Italian prose theatre is experiencing a period of great vitality but requires greater support because theatre, like oral tradition, “only perpetuates itself through practice.” This was stated by the Artistic Director of the Teatro di Roma, Luca De Fusco, during a reception at the Quirinale Palace for the finalists of the 2025 Le Maschere del Teatro Italiano awards.
“Unlike in France, for example, Italian prose theatre suffers from two disadvantageous situations. This is the country of melodrama, so lyric theatres, located in city centers, have historically enjoyed state support. Then there is Italian cinema, which was important in post-war Europe and still lives off that past centrality. But Italian theatre has also had great authors, great actors, and great directors,” De Fusco noted, thanking the President of the Republic for this “sign of affection towards Italian theatre” demonstrated by hosting the event at the Quirinale.

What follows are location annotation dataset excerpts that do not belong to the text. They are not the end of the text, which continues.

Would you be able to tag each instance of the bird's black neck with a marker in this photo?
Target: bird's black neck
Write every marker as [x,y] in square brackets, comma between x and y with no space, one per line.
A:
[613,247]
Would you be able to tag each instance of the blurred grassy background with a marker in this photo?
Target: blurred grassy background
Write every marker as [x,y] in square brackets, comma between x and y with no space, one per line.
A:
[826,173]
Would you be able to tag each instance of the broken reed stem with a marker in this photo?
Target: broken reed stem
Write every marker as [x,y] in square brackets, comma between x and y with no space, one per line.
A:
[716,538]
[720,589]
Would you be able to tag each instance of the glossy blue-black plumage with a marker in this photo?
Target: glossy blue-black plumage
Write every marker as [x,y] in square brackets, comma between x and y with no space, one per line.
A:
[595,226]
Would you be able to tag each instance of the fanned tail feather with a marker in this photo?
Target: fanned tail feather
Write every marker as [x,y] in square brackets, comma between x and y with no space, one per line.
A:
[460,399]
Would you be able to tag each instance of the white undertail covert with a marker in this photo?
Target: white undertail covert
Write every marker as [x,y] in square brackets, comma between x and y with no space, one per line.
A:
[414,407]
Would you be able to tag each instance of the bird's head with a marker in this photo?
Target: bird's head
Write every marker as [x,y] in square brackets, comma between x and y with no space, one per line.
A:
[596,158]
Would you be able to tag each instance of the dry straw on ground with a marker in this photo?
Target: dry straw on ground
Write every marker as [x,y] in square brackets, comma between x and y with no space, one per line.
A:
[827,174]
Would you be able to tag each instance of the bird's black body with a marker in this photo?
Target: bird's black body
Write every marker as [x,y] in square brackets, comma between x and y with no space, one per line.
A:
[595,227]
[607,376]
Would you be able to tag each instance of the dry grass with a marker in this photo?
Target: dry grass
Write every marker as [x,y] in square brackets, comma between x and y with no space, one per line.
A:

Evoking the finale of Ray Bradbury’s *Fahrenheit 451*, where a child memorizes the text of *The Charterhouse of Parma* recited by an old man as books burn, De Fusco said, “We theatre people are like them: because theatrical literature can be preserved in libraries, but a theatrical performance can only be perpetuated by doing it. We have a country full of amphitheatres, but only the texts of Aeschylus, Sophocles, and Euripides remain, and we know very little about how they were performed.” He emphasized that only oral tradition allows performances to be kept alive.
Therefore, “besides needing greater funding, as happens in France, we also need your affection, what you have shown us today, your support,” De Fusco added, addressing President Sergio Mattarella. He underscored that “no prose theatre practitioner has ever become rich. The starting salaries for young theatre workers are truly very small, but this oral tradition, this relationship between the old and the child, is something only we Europeans can maintain. There is no artificial intelligence, no Chinese polystyrene reproduction that can remove the fact that only we can maintain this tradition and, thanks to you, today we have taken a small step forward in doing so.”
Despite the challenges, De Fusco viewed the public’s interest in live performance positively, noting it is the sector that has recovered most “vigorously” after the Covid-19 pandemic. “Theatres are generally full,” he reported, adding that the Teatro di Roma’s Argentina Theatre has seen 85% attendance and the reopening of the Ostia Antica theatre has recorded “a consistent sell-out run. But this is not an isolated case; it concerns the general situation of all Italian theatre.”